A dispute at the State Records Committee last week has environmental activists challenging a Salt Lake City policy that forbids fee-waivers for records-requests—even if they benefit the public.
It was another bruising contest between the environmental advocates of the Jordan River Restoration Network and Salt Lake City government last week when a dispute over a records-request resulted in the activists challenging once again the city’s policy that flatly denies fee waivers to all records requests as a matter of course.
“It’s one of these dirty little secrets very few people know about,” says Jeff Salt with Jordan River Restoration Network. Salt says it’s an issue that’s come up more than once since his group has filed multiple exhaustive records requests with Salt Lake City investigating the city’s internal communications, memos and deliberations on the Jordan River Sports Complex, a facility approved for construction in January of 2010 and that was approved by voters in a 2003 bond election.
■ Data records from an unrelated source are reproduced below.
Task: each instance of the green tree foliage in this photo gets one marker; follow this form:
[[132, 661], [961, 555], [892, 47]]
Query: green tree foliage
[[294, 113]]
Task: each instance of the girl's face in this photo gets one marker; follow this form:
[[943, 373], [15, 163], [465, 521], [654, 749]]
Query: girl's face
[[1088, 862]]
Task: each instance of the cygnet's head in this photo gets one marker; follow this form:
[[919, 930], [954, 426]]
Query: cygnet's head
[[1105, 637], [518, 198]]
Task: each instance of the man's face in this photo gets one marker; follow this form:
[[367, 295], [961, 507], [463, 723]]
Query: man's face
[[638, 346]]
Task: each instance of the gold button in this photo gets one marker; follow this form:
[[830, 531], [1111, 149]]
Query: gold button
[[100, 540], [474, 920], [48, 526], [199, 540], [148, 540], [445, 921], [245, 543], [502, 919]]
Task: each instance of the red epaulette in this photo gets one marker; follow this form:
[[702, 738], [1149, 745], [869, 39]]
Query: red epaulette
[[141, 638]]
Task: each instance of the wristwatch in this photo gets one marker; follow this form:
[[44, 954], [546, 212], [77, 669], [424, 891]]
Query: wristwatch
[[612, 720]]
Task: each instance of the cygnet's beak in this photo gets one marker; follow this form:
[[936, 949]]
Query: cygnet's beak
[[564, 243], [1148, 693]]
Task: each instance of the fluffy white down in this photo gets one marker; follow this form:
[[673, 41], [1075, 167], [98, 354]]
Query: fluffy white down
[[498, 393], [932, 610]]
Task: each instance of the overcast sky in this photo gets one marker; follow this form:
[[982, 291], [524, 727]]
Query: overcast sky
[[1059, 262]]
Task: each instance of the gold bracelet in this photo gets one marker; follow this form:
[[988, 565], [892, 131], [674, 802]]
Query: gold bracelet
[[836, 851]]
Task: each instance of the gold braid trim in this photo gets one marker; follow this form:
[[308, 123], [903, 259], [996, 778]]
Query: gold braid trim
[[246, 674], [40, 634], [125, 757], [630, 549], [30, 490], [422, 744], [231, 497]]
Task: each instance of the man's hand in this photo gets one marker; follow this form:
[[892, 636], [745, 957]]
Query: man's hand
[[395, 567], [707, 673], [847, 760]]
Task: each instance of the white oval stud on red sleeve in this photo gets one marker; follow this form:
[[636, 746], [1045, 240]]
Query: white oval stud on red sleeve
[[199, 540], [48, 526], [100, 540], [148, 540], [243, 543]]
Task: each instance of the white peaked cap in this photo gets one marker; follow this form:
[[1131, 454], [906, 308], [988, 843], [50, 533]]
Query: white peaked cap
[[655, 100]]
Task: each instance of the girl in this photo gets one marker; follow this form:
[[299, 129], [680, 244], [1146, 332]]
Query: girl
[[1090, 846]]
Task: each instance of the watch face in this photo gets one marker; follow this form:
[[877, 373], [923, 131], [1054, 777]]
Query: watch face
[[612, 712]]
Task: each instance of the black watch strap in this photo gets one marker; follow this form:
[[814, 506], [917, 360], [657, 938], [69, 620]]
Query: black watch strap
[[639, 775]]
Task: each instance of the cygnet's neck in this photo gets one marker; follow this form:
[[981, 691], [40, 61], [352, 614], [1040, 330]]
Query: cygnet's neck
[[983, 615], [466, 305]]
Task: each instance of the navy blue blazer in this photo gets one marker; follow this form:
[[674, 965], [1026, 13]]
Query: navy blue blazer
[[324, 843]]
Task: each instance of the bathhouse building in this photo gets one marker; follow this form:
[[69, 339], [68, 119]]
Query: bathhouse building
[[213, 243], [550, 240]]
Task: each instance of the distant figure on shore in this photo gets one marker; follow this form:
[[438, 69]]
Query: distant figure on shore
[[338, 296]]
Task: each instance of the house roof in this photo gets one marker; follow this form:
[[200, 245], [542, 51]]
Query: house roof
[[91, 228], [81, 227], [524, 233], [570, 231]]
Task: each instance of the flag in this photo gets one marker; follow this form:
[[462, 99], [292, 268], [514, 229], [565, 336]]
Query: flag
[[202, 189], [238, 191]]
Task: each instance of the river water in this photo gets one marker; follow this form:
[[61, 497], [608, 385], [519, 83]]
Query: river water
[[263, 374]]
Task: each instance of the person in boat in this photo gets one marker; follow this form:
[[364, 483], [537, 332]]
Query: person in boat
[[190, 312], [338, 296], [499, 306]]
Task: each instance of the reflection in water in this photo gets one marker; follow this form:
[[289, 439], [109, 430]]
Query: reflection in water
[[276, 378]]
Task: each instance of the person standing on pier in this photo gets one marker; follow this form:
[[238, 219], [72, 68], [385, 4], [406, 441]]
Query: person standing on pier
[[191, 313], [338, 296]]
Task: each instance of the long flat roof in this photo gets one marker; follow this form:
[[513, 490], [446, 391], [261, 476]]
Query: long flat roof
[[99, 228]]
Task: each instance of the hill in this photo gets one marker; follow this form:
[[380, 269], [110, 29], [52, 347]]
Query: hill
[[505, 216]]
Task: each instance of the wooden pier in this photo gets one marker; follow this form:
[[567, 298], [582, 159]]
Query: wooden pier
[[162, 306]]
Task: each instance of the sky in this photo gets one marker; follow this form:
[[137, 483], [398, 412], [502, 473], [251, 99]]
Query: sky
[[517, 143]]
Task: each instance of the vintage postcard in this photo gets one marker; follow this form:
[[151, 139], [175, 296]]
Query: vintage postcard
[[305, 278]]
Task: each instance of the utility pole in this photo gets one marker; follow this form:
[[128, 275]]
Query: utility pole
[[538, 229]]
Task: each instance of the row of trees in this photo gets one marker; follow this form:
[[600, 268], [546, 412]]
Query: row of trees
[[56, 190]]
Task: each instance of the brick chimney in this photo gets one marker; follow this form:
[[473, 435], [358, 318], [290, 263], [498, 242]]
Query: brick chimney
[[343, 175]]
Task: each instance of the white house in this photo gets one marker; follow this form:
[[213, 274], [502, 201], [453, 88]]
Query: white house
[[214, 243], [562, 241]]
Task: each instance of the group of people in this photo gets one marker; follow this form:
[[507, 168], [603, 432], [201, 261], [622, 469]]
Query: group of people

In March 2010 the group, concerned about the effects of development on the river, filed a records request outlining 21 item requests with 30 sub- requests, requesting everything from emails and letters to designs, blue prints, cost projections, environmental impact studies, traffic flow reports, staff minutes and more.
Ed Rutan, the attorney for Salt Lake City, deemed the Government Records Access and Management Act (GRAMA) request a “fishing expedition.” That request eventually hooked JRRN more than 4,500 pages of documents (the group is still in 3rd District Court fighting for more documents). But the expedition also turned up something else interesting, Salt says, the discovery that as a matter of policy, Salt Lake City denies all fee-waiver requests.
It was an issue brought up at last week’s SRC meeting when Salt’s colleague Ray Wheeler (pictured) with JRRN successfully challenged a denial of a fee waiver for a separate records request to the city about the proposed sports complex.
So for a citizen-advocate, or member of the media, challenging the city on an even much more modest request, the city policy is always to make requesters pay. That’s something Salt says is a leftover policy from the previous administration that flies in the face of city and state law and principles of open government.
“In 2005 Rocky Anderson adopted a no-fee waiver policy in regards to public records requests. It’s a blanket policy that the city does not grant fee waivers to anyone—period,” Salt says. “We think it conflicts with city ordinance and state GRAMA law.”
Rutan would speak little about the policy since its fate is being weighed currently in the 3rd District Court, but believes such policies are consistent with the law. “We have a written policy that we do not waive fees,” Rutan says. “It has a practical exception if it’s just a minimal amount of money or if it would cost more to send a bill and then process payment, then we don’t do it. But for anything significant we don’t grant fee waivers.”
While the issue is still up in the air legally, Salt thinks it’s a disingenuous front the city puts on when it lists on it’s own GRAMA forms a field that asks if a requester is seeking a fee waiver and to justify the reason why. Legally, however, it may be a tough sell since the section of Utah’s state GRAMA law dealing with fee waivers--for which the city patterned it’s city code--states that a fee waiver “may” be granted under circumstances such as if the information benefits the public, or if the information is about the individual requesting the record.
The difference between “may” and “shall” might be the wording that errs in favor of the city. It’s a determination Salt worries about especially if it gives the green light to other local governments to just say “no” to free, open records. “If they prevail then all local government will adopt a similar policy,” Salt says. “And then there goes that element of GRAMA.”